A beautifully story, gorgeously told, Lewis. I'm another man whose father never knew--our relationship was complex as the father-son dynamic can be--so I understand and share your feelings. You are a lovely man and so must he have been to have such a son.
i need to take a walk now, i need to realize how short any life can be, i feel i know you even more, even though we've been close friends for years, thank you for sharing your fathers legacy with me
That was a wonderful story. I believe those life lessons are still with you and I am certain you continually have experiences, which remind you of him.
He's not truly gone from your life.
the posts on your dad were just awesome. seems like what u did is open up the gates for all of us who read see your dad is still working his magic i just know he is very proud of u as we all are. awesome job bro but thats why we come here 4 the words of wisdom!
i will send you something privately
The final parting is indescribable no matter how many words we put down.

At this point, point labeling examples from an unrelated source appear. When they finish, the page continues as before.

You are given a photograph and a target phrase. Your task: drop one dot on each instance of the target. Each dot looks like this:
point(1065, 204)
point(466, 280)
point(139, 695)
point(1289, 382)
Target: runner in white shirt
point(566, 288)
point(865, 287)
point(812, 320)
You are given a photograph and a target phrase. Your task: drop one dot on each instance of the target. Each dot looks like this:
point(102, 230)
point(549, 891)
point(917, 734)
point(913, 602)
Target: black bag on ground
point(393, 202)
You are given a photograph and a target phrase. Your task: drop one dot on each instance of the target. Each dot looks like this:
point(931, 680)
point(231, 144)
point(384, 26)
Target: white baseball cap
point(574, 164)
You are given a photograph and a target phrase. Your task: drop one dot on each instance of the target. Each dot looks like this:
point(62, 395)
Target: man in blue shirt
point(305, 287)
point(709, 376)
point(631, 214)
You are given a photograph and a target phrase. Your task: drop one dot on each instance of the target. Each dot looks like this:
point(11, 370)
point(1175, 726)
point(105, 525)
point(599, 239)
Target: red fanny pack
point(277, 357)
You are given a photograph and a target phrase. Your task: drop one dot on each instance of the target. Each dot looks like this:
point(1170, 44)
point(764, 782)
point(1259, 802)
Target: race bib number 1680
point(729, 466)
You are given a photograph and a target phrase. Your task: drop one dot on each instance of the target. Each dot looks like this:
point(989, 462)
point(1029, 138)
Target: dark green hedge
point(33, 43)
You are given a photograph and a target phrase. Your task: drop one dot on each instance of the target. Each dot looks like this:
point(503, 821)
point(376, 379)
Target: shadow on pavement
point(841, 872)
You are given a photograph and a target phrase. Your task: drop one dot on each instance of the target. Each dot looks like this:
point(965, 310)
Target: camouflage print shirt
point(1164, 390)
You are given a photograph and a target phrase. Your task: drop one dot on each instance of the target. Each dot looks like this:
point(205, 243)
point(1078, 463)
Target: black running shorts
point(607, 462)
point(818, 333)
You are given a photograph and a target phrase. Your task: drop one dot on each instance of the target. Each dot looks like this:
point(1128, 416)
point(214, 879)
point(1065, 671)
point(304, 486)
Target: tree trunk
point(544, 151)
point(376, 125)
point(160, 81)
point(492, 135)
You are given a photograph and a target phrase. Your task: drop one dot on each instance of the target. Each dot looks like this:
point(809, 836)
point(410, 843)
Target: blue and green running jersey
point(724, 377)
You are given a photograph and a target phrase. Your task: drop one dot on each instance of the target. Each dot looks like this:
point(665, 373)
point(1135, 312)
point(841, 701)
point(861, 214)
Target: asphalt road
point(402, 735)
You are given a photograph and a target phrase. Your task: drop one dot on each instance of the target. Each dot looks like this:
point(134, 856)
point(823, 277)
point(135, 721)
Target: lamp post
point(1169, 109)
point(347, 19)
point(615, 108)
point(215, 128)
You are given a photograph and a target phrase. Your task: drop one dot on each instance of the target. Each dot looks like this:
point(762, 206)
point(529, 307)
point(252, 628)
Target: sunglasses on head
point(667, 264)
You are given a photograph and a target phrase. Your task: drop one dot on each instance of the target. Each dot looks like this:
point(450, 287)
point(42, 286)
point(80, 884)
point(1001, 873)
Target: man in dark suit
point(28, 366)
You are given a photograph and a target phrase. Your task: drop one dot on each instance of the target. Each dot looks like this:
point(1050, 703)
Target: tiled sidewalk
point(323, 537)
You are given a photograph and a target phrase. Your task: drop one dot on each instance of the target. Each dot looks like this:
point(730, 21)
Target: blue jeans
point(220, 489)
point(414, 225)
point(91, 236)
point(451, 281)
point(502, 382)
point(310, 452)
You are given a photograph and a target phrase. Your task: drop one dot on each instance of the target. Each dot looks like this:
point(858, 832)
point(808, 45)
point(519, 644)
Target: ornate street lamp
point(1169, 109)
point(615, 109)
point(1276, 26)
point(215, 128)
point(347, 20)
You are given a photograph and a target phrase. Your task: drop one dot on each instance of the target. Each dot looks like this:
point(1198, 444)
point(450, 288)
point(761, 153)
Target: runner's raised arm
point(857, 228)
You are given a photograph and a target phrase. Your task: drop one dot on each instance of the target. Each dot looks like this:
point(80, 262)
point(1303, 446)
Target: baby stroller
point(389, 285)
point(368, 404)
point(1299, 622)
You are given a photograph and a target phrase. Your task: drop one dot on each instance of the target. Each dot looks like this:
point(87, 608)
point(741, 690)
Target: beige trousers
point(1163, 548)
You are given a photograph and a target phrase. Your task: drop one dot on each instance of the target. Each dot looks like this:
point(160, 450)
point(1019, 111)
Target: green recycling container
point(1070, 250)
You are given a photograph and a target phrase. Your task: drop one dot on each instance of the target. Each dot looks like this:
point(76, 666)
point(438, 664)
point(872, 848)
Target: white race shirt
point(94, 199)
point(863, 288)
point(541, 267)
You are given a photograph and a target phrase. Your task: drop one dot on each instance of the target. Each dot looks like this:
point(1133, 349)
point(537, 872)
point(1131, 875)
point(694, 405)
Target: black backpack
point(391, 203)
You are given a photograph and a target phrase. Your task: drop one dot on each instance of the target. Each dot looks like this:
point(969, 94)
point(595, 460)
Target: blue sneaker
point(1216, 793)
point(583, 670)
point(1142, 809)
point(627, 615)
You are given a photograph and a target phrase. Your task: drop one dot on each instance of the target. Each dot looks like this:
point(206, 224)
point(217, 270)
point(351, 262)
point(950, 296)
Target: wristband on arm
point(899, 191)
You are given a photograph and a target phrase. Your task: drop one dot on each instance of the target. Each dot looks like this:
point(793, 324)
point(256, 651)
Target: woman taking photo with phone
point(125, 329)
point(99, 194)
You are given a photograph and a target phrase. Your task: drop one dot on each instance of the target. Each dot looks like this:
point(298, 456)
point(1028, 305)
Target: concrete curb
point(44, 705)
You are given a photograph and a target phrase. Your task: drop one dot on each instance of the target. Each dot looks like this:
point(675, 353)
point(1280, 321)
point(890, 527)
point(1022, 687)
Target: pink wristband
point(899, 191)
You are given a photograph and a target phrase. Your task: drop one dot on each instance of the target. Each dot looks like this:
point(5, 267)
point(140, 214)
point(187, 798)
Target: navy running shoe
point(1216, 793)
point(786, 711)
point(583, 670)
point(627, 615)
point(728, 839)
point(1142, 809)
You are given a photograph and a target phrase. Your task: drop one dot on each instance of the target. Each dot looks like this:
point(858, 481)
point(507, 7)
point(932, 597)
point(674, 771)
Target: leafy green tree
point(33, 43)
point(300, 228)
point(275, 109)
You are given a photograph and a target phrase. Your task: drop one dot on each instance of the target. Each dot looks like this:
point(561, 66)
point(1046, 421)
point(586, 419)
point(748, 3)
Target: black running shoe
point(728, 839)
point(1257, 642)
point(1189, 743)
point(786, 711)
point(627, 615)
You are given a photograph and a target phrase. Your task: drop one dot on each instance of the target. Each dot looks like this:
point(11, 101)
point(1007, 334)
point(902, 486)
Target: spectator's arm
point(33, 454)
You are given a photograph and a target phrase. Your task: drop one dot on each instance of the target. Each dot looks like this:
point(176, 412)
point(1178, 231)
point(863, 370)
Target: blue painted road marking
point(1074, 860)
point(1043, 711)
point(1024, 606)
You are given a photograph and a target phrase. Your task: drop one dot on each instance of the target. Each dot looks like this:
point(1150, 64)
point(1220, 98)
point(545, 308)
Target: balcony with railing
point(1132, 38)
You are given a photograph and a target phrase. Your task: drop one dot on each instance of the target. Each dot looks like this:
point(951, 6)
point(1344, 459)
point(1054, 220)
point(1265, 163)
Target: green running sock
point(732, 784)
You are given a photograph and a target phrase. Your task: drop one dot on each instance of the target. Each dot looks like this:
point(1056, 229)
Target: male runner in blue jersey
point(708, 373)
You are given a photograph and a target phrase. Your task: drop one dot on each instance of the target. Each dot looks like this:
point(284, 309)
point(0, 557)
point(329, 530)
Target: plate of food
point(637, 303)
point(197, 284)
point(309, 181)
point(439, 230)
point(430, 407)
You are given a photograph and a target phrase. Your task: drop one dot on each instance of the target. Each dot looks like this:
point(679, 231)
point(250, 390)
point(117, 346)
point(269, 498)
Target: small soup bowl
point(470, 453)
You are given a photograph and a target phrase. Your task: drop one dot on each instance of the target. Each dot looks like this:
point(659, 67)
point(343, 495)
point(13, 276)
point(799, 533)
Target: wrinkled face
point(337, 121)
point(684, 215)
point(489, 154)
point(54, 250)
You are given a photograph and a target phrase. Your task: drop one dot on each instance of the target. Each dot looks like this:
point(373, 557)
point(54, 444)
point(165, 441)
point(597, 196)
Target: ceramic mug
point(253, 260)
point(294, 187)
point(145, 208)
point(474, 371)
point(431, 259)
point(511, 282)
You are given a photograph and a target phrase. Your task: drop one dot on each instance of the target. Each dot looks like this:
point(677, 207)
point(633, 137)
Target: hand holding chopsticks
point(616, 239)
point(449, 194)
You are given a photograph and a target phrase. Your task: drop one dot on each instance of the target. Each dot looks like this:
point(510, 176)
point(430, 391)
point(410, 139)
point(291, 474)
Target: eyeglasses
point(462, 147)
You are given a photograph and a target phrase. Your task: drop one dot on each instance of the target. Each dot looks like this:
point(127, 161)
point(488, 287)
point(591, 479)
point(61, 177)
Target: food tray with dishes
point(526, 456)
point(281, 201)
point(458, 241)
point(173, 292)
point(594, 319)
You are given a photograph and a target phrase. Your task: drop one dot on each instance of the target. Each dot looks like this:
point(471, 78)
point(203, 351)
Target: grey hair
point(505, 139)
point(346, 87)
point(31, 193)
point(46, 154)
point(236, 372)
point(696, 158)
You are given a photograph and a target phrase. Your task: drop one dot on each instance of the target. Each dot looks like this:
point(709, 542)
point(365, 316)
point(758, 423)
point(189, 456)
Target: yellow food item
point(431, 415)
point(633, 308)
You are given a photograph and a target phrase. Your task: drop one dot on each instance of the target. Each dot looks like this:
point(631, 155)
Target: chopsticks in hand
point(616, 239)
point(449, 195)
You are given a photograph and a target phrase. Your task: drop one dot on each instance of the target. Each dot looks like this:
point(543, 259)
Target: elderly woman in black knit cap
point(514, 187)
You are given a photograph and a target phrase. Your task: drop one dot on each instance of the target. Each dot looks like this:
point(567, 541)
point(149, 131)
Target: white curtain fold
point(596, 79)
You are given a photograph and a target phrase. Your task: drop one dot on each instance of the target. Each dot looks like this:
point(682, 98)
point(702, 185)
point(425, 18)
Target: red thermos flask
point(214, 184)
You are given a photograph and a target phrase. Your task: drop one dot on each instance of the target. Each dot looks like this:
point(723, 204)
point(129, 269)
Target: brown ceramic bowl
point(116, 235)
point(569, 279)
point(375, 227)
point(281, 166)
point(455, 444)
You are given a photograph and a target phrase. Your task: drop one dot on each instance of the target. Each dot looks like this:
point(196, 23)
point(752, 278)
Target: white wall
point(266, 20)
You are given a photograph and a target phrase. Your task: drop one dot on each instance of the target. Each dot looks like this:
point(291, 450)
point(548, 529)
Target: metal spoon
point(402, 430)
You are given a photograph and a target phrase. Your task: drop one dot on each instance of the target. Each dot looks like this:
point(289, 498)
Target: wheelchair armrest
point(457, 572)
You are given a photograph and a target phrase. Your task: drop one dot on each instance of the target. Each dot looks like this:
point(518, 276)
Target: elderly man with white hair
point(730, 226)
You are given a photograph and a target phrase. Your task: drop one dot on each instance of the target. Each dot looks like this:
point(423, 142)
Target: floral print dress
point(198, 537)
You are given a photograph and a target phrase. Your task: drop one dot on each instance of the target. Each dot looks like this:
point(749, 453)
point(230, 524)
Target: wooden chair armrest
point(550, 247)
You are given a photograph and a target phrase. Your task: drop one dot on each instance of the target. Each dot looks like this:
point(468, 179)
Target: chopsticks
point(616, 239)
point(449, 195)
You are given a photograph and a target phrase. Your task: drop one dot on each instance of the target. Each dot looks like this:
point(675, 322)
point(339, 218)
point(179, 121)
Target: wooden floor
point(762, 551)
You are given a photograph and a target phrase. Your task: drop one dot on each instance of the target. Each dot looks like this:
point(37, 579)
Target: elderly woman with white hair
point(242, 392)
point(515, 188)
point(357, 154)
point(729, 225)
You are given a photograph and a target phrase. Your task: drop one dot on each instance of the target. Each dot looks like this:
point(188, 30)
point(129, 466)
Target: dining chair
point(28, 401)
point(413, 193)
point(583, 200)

It's been 13 years, and I'm so sorry you had to be far away from your dad when he passed. Thanks for sharing your experience Lewis. xoxo
A most loving remembrance.
I put off reading these other two posts since I was an emotional mess this past week. I knew I'd be a wreck, jesus...still am. How do you say goodbye when you have no choice? How do you summarize a life and the gifts it has given to you in a glance or a kiss? It's impossible, I believe that's the science of a connection; one that will live on in you forever.
I thank you so deeply for sharing this, even though my eyes look like handbags. Thank you baby, thank you.
kb
Gosh. It's such a moving post. I cried. Lots.
I'm very sorry for your loss. Thank you for directing me here to read this.
Thanks for sharing this- I didn't remember reading it. Makes yesterday's ALS benefit even more meaningful to me.